In julia we have two typical ways to concatenate arrays,

  • [] cat syntax. This is used most frequently due to its simplicity
  • array initialization: out = Array{...}(undef, ...); ... This has the least overhead but it's often too verbose to write it

Let's first give the conclusion and the to-do task list:

Conclusions:

  • [] syntax is always slower than the array init method.

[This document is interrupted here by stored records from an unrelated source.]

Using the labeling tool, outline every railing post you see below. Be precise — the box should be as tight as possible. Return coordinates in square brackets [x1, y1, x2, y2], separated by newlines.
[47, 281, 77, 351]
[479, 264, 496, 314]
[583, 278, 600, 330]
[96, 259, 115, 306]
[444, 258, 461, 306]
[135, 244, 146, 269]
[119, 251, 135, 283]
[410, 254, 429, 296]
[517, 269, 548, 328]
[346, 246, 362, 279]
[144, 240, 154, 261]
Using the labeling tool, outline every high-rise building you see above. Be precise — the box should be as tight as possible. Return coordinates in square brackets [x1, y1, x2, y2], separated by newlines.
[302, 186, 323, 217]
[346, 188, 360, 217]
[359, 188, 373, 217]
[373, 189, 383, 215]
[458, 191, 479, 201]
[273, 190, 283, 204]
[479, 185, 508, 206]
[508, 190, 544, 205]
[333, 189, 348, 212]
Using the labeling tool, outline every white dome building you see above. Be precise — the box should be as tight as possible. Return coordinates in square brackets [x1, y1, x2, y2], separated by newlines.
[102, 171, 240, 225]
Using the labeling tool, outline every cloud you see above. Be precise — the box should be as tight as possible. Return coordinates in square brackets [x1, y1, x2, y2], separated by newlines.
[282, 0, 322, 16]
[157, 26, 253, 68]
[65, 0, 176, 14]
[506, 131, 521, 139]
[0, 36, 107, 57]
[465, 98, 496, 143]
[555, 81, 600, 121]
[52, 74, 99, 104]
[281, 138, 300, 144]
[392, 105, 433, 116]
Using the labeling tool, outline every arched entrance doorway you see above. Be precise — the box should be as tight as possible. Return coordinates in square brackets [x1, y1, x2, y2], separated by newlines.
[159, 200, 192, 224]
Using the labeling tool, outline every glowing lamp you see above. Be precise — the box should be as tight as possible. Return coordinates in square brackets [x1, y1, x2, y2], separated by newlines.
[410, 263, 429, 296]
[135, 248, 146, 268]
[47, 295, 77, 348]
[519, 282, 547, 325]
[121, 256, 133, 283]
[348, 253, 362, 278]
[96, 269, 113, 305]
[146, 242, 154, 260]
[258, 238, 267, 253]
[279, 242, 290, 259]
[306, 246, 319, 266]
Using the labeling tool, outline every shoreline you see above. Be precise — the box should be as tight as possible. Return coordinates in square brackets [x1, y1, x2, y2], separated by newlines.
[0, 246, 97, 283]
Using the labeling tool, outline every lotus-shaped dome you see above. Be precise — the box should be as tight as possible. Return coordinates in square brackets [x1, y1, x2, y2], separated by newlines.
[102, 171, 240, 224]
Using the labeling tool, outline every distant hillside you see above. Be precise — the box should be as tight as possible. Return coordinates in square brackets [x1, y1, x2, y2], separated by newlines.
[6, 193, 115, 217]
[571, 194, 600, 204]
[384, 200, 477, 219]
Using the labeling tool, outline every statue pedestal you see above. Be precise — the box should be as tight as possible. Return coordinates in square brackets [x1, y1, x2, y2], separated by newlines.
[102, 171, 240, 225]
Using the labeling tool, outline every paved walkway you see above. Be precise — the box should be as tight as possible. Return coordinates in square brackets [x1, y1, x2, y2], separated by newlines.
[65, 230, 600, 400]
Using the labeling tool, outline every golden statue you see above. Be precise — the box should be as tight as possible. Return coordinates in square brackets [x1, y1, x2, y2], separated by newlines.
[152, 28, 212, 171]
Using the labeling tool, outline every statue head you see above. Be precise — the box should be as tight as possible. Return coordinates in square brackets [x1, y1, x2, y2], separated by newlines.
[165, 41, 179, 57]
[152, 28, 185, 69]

And [x x; y y] matrix concatenation is too slow to be acceptable.
  • Type piracy in SparseArrays affected the performance badly since Julia 1.10
  • Julia 1.11 and 1.12 have brought a significant performance boost 🎉 🚀

Todo:

  • the performance gap between [x x; y y] and array init method should be narrowed. (especially for Julia 1.12)
  • We need to eliminate the performance regression brought by using SparseArrays

Because BenchmarkTools depends on SparseArrays (indirectly) in some Julia versions, I use the following script to run the benchmark:

function many_loop(f, n)
    for i in 1:n
        f()
    end
end

f1_row(x, y) = hcat(x, y, x, y)
function f2_row(x, y)
    c = Matrix{Float64}(undef, 1, 4)
    @inbounds begin
        c[1] = x
        c[2] = y
        c[3] = x
        c[4] = y
    end
    return c
end

f1_col(x, y) = vcat(x, y, x, y)
function f2_col(x, y)
    c = Matrix{Float64}(undef, 4, 1)
    @inbounds begin
        c[1] = x
        c[2] = y
        c[3] = x
        c[4] = y
    end
    return c
end

f1_mat(x, y) = hvcat((2, 2), x, y, x, y)
function f2_mat(x, y)
    c = Matrix{Float64}(undef, 2, 2)
    @inbounds begin
        c[1] = x
        c[2] = x
        c[3] = y
        c[4] = y
    end
    return c
end


@assert vec(f1_row(0.3, 0.4)) == vec(f2_row(0.3, 0.4))
@assert vec(f1_col(0.3, 0.4)) == vec(f2_col(0.3, 0.4))
@assert f1_mat(0.3, 0.4) == f2_mat(0.3, 0.4)
many_loop(()->f1_row(0.3, 0.4), 1000000)

function f()
    x, y = rand(), rand()

    @info "row concatenation"
    @time many_loop(()->f1_row(x, y), 1000000)
    @time many_loop(()->f2_row(x, y), 1000000)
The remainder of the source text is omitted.